No me cuesta nada reconocer y defiendo sin vergüenza alguna que me fascinan las películas de amor. Cuanto más intensas, apasionadas, desgarradoras y dolorosas, mejor. Porque el dolor reflejado en la pantalla nos descubre sufrimientos propios que creíamos ya enterrados. Y todos sabemos que, en el fondo, nos encanta rememorar nuestras propias penas porque de este modo parece que no nos sentimos tan solos. Es como si fuéramos conscientes de repente de que lo que uno ha sentido por amor, también lo ha padecido el de la butaca de al lado en mayor o menor medida.
Es por eso que fui tan convencida al cine. Me esperaba un argumento de los míos, con los que disfruto totalmente, a través de los cuales me olvido durante dos horas del resto del mundo y me dejo empapar por el romanticismo y la belleza del amor. El tema está basado en hechos reales y ciertamente, se ciñe a ellos de principio a fin.
Destaco, por supuesto, la interpretación de McAdams. Es una chica de tremenda expresividad, capaz de hacernos reír o llorar con un sencillo gesto. No puedo decir lo mismo de su compañero de reparto, Tatum, cuyo estatismo facial reduce en consideración las posibilidades de apreciar un verdadero sufrimiento por parte de su personaje, como cabría esperar. No obstante, debo reconocer que no lo hace mal del todo, pero le falta veracidad.
La primera media hora del filme es la novedad. No conocemos a los personajes y se nos hace una presentación positiva de ellos, destacando los aspectos más bonitos de la relación que mantienen. Todo casi idílico hasta el momento en que ella sufre el accidente y pierde la memoria. A partir de ese instante, la propia trama se complica y la atención del espectador empieza a decaer progresivamente.

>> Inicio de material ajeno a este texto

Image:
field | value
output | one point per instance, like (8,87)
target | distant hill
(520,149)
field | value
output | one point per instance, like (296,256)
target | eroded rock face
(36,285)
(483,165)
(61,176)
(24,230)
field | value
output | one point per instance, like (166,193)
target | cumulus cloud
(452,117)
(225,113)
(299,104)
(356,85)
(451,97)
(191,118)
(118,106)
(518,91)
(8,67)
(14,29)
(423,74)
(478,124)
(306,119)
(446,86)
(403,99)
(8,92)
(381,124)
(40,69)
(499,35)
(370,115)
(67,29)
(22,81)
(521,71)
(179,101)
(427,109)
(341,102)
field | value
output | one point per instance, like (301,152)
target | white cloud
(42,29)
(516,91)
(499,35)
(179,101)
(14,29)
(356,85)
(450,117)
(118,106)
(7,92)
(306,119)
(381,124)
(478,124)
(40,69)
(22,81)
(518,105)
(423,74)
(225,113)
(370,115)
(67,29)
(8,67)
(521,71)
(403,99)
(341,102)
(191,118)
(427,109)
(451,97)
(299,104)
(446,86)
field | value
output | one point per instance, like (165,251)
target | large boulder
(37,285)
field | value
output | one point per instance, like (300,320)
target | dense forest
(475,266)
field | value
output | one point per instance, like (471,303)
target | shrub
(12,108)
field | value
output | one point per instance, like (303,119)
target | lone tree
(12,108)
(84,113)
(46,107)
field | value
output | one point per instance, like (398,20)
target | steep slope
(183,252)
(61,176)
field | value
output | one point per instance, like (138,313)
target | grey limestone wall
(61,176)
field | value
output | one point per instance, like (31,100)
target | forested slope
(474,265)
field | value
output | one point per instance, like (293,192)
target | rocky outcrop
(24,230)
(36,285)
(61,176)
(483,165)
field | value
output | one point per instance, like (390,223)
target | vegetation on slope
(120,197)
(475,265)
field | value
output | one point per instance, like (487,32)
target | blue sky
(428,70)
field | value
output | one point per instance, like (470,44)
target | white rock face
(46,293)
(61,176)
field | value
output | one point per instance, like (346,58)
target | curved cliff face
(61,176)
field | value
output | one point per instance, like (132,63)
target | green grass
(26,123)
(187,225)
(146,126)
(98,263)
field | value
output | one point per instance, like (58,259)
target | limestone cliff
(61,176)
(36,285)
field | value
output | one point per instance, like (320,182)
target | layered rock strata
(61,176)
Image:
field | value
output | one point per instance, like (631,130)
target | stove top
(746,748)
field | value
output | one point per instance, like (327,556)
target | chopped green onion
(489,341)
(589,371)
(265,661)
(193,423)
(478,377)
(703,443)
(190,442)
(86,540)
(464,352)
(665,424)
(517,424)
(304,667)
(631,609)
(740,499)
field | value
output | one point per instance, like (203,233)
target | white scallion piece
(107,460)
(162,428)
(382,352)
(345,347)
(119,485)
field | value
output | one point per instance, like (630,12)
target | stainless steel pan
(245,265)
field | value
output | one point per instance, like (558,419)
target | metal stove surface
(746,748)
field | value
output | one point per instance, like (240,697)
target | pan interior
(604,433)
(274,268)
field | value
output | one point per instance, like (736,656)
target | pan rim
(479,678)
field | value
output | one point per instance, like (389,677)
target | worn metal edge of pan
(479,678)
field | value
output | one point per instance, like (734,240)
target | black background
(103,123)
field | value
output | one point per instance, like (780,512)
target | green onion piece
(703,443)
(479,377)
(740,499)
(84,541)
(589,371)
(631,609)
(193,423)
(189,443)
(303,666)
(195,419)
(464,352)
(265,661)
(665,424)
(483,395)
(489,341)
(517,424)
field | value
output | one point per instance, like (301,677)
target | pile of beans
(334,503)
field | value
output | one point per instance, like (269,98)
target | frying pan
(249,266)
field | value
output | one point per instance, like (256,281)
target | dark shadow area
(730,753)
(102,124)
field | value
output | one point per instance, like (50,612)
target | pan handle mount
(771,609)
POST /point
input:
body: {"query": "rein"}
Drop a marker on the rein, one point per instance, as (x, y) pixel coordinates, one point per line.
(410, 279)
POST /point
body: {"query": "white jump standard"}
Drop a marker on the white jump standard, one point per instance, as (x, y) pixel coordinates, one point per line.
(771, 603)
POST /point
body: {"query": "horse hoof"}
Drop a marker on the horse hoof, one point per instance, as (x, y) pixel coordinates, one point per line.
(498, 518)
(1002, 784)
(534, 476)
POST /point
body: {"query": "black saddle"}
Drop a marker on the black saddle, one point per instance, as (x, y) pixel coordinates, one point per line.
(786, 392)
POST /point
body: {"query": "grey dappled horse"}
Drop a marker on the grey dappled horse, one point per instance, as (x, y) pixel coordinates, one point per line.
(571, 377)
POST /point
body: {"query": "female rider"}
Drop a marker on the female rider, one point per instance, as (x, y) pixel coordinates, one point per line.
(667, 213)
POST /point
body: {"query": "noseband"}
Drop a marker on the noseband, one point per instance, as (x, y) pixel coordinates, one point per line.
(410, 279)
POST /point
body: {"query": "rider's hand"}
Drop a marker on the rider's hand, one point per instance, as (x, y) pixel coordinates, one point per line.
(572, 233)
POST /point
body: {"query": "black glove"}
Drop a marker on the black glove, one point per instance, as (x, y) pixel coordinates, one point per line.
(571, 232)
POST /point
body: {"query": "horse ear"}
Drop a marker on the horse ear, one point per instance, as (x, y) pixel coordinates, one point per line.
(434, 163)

Las dosis de amor proyectadas son excesivas. Vale que a uno le encanten las tartas de nata con almendras (a mí la primera), pero si las come durante quince días seguidos, termina por aborrecerlas. Aquí sucede lo mismo: tanto azúcar concentrado llegar a ser un pelín agotador, y se hace casi insoportable al final de la cinta. No obstante, la historia no se hace demasiado pesada, aunque la recomendaría más para una tarde de domingo en casa, en buena compañía y con un gran cuenco de palomitas sobre la mesa. Más que nada, para que nadie pueda arrepentirse por haber pagado para ver semejante final.
Echo en falta un realismo necesario en este tipo de películas. Ya nos gustaría a todos que el amor durase para siempre y que se mantuviese al mismo nivel con el paso de los años, los roces, las discusiones y los desgastes inevitables de la convivencia. Cierto es que no se trata de algo imposible, puesto que solemos maravillarnos cada vez que nos encontramos por la calle alguna pareja de ancianos cogidos de la mano dedicándose miradas cómplices. Si ellos lo han conseguido, ¿por qué no los demás? Y eso es precisamente lo que transmite el cine: el amor eterno, casi una utopía, poco real.
Por último, tengo que plantear varias preguntas que me asaltaron al salir de la sala de proyección: ¿podríamos volver a enamorarnos de la misma persona si la hubiésemos conocido en otro momento u otro lugar? ¿Y si hubiésemos perdido la memoria, como le ocurre a la protagonista? ¿Una pareja está destinada a permanecer unida en cualquier circunstancia? Creo disponer de las respuestas. Y confieso que no me agradan.